Public Policy – 2

I had blogged on the matter and the wisdom of the tax notice being sent to Vodafone at this stage. Unusually, I had also engaged with some of those who had commented on my article in ‘Swarajya’.

While I still feel that there is a strong prime facie case of mala fide, it is also a case of organisational failure. Both are not mutually exclusive. While I had commented on the failure of leadership at the Ministry of Finance (MoF) in the Government of India, I could have been more specific. This blog post is an attempt to fix that gap.

There should be clear guidelines on delegation of powers and for escalation of matters. It could be a monetary limit beyond which the notice is ‘approved’ by someone higher up in the hierarchy before it is sent out. Companies have the ‘four eye’ principle. On sensitive or high-value matters or both, there should be four or even six eyes looking at the matter.

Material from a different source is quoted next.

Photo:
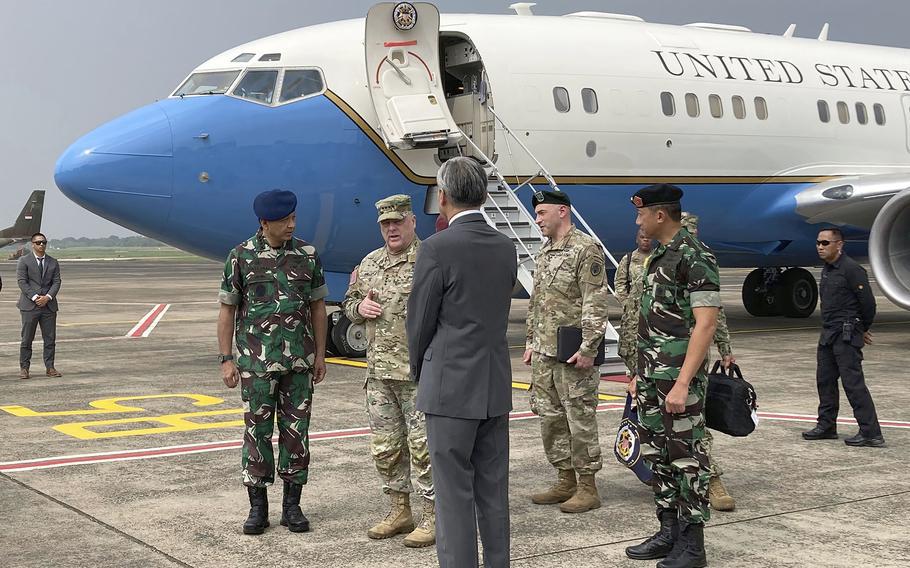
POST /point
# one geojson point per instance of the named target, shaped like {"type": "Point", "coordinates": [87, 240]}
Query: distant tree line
{"type": "Point", "coordinates": [106, 242]}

The Revenue Secretary should also be having a dashboard that he monitors every day. Vodafone litigation/arbitration, retrospective taxation, MAT, Permanent Establishment, Transfer Pricing cases – are some examples (not an exhaustive list) of the issues that he should be overseeing personally for they affect the investment climate and impinge on the assurances given by the Prime Minister to foreign leaders and businessmen.

Therein lies the value of training and reinforcement in instilling a sense of ownership in all organs of the government, of the goals of the government. Foreign Direct Investment is not just the goal of the Department of Industrial Policy and Promotion (DIPP). Similarly, enhancing the image of the country is not the task of the Embassies and High Commissions alone.

Matters such as these matter.

The Organisational Structure, Processes and Training in the bureaucracy should be geared to achieving the government’s overall goals and not just the goals of the silo concerned. When they come into conflict, there should be clear guidelines on which ones take precedence and why.